When plaintiff arrived at the hospital, hospital personnel, including Defendants Vincent Pollino, MD, Diane Chindemi, RN, Lt. Joseph Smurl, and Police Officer Anthony Gieda all sought to have blood drawn from plaintiff's body. (Id. at ¶ 30). Plaintiff, who was conscious, refused this medical treatment and expressed to hospital staff his desire not to be treated to hospital staff. (Id. at ¶ 31). Despite these protests, hospital staff and the Scranton Police restrained the plaintiff, forcibly holding him down while his protests against the unwanted treatment continued. (Id. at ¶ 32). Defendants Gieda and Pollino then held plaintiff down as they and other hospital personnel applied four-point leather restraints to his arms and legs and tied him across the chest to an emergency room gurney. (Id. at ¶ 33). As plaintiff continued to put up physical and verbal resistance, an individual removed blood from his body. (Id. at ¶ 34). During a preliminary hearing in plaintiff's criminal matter, Defendant Gieda admitted that no court order or search warrant compelled plaintiff to submit to this testing. (Id. at ¶ 35). Officer Gieda also admitted that plaintiff never consented to the treatment. (Id.). Plaintiff alleges that defendants Gieda, Smurl and other CMC staff caused bruises and other injuries through their efforts to restrain him. (Id. at ¶ 38). Such restraint also caused plaintiff severe emotional distress. (Id.). Plaintiff alleges that Defendant Jane Doe, a phlebotomist employed by CMC exacerbated the assault and battery on the plaintiff by drawing blood while other defendants held him down. (Id. at ¶ 41). CMC, Defendant Chindemi and Defendant Pollino then provided plaintiff's test results to Defendant Gieda without court order or plaintiff's consent, violating his privacy rights. (Id. at ¶ 42).

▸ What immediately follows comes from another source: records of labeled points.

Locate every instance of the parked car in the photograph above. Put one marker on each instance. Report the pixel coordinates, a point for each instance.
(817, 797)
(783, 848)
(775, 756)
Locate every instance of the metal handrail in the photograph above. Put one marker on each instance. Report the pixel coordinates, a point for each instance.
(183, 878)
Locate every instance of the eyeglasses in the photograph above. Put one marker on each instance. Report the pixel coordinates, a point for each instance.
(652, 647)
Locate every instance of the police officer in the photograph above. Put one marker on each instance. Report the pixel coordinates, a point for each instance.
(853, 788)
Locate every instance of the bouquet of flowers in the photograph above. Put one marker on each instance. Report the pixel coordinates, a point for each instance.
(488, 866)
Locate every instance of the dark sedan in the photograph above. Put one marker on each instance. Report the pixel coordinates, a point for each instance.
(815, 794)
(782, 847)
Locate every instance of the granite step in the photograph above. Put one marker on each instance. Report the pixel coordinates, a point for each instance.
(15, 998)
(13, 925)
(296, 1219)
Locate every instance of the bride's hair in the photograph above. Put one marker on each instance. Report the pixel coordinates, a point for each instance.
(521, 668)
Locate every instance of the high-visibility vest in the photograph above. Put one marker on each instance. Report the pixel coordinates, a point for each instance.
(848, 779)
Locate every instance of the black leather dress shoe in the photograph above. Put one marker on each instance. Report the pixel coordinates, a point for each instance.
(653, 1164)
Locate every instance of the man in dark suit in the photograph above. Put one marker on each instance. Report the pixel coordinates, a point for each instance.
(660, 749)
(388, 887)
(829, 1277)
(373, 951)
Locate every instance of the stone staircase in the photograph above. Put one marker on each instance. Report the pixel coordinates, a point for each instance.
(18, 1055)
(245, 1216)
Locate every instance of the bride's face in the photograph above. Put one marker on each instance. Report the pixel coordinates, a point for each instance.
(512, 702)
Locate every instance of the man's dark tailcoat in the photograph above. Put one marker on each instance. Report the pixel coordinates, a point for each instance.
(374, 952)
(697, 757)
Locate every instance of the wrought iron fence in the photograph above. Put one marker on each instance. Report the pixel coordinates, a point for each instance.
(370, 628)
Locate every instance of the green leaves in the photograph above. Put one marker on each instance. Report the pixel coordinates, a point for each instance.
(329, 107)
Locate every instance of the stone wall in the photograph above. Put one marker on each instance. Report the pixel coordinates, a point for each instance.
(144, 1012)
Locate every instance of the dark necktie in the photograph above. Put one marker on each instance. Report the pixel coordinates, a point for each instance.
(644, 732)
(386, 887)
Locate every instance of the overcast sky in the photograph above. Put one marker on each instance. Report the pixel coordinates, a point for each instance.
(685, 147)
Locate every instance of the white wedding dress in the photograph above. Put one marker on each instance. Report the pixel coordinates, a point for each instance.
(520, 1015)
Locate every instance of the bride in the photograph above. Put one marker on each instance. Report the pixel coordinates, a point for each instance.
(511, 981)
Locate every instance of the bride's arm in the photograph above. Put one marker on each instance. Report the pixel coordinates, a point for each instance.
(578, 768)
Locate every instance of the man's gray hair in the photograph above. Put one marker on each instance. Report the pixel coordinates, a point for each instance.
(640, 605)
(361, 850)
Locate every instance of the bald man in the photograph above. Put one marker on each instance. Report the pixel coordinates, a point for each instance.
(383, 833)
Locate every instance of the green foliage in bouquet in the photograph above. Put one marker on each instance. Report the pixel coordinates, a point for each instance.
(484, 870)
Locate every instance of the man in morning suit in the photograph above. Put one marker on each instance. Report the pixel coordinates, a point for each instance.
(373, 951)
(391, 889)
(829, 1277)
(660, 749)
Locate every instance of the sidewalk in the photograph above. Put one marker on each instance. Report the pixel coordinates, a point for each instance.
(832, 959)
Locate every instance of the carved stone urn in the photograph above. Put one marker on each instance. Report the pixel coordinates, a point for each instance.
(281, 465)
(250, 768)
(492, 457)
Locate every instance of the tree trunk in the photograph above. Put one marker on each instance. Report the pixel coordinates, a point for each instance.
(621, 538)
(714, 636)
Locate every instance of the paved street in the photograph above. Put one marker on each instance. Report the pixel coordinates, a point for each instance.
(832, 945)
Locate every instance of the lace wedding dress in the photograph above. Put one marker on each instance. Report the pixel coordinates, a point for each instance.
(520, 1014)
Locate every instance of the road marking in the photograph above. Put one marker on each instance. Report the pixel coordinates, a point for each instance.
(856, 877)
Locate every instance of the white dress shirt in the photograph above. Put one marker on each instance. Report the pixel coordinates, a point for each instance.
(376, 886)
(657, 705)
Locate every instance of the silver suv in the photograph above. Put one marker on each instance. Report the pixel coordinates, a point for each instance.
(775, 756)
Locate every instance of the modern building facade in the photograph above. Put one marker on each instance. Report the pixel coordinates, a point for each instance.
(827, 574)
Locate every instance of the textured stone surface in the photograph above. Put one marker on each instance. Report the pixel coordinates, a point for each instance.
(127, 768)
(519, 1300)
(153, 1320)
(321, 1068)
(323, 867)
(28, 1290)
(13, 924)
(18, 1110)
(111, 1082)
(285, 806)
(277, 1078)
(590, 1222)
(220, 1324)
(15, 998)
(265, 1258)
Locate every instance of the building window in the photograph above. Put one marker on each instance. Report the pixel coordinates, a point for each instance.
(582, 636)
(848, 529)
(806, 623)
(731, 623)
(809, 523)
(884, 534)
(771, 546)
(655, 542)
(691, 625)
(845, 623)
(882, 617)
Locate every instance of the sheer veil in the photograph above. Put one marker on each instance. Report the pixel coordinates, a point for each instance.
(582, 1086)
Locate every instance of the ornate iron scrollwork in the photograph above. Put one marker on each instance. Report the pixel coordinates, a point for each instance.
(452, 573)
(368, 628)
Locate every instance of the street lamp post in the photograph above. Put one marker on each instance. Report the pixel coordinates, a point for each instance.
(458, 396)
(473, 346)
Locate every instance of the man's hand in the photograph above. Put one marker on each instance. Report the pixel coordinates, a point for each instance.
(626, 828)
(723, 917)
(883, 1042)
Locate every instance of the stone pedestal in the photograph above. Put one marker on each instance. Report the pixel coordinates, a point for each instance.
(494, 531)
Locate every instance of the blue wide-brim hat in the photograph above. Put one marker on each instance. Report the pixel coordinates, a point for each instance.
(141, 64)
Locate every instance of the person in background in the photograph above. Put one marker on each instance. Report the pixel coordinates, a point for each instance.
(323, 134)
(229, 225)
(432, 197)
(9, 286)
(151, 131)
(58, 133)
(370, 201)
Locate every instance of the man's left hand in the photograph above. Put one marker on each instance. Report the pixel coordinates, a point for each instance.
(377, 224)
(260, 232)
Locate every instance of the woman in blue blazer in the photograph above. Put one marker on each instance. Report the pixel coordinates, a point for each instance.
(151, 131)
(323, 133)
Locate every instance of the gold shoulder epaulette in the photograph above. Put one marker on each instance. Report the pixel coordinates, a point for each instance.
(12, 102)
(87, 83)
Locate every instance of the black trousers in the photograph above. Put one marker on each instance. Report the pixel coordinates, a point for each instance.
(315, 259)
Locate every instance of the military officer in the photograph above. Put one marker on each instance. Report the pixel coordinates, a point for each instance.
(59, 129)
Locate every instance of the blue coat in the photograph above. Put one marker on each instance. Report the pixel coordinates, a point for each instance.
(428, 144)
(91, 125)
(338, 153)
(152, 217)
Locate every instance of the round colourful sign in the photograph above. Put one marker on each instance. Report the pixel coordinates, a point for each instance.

Plaintiff further alleges that defendants, recognizing they had violated his rights, conspired to justify their behavior by bringing false disorderly conduct charges against him. (Id. at ¶ 43). As a result of these charges, plaintiff faced up to one year in jail and a $2,500 fine. (Id.). Plaintiff avers that this arrest lacked probable cause and was unjustified. (Id. at ¶ 44). The charges forced plaintiff to retain an attorney. (Id. at ¶ 46). He was also required to attend a preliminary hearing, pre-trial conference, and habeas corpus hearing. (Id. at ¶ 47). A judge in the Lackawanna County, Pennsylvania Court of Common Pleas eventually dismissed the charges against plaintiff. (Id. at ¶ 59).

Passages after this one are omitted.